Малограмотный человек не доверяет слову написанному — мол, все это от лукавого. Он читает его вслух, чтобы ощутить звучаниеслова, единственную его составную часть, которой он доверяет. Так же ведет себя и ребенок. Какие выводы можно сделать из этого примера? О чем говорит тот факт, что слово настойчиво продолжает сохраняться как звук? О чем говорит тот факт, что многие писатели, почти все писатели, больше того — крупнейшие писатели или, по крайней мере, те, кто считаются таковыми, все еще пользуются словом в его дописьменном виде? Это говорит о том, что они до сих пор не привыкли к слову написанному и безмолвному, к слову — бесцветному вестнику мысли. Это говорит о том, что они все еще не доверяют написанному и беззвучному слову. Это говорит о том, что им все еще неведомо громадное, необычайное значение прозы; значение ровного, горизонтального письма; письма, в котором у слова уже нет ни голоса, ни плоти; в котором слово является лишь средством безмолвной и почти невидимой передачи зловония и благовония мысли и потому предоставляет мыслям полную свободу
Proust — Пруст
Всего Пруста я одолеть не смог. Из каждого цикла я прочел один, от силы два тома. Да и те не до конца. Служит ли это препятствием для оценки творчества Пруста? Не думаю. Творчество Пруста обширно, но единообразно. От книги к книге можно наблюдать, как оттачивается литературное мастерство Пруста, но не мысль и не ум его. Я же верю в совершенствование мысли на протяжении творчества одного и того же писателя. За примерами не надо далеко ходить: достаточно одного Флобера, прошедшего путь от «Искушения святого Антония» до «Бувара и Пекюше».
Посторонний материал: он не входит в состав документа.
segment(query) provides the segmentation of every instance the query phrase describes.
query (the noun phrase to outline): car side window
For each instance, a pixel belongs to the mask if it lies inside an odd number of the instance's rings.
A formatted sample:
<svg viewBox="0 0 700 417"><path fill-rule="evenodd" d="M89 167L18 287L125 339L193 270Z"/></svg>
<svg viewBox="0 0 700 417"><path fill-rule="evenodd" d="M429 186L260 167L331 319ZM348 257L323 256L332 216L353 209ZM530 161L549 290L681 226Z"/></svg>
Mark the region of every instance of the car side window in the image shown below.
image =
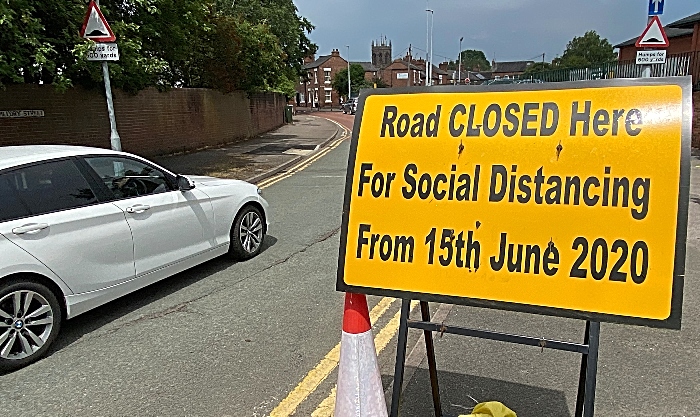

Я не собираюсь рассматривать творчество Пруста с поэтической стороны. Скорее — с психологической и светской. Кому-то такой подход может показаться неверным; я и сам это признаю. Но коль скоро речь идет о французском авторе, к тому же не о поэте, а о романисте, это, на мой взгляд, единственно возможный подход. Значение французского романа заключается главным образом в его историчности и документальности. Кроме нескольких авторов, кроме нескольких книг, стоящих особняком и представляющих собой знаменательные и непреходящие явления литературы со всех точек зрения и прежде всего с точки зрения поэтической (как, скажем, «Госпожа Бовари»), вся французская романическая литература свелась бы на нет, если бы не изображала «историю нравов».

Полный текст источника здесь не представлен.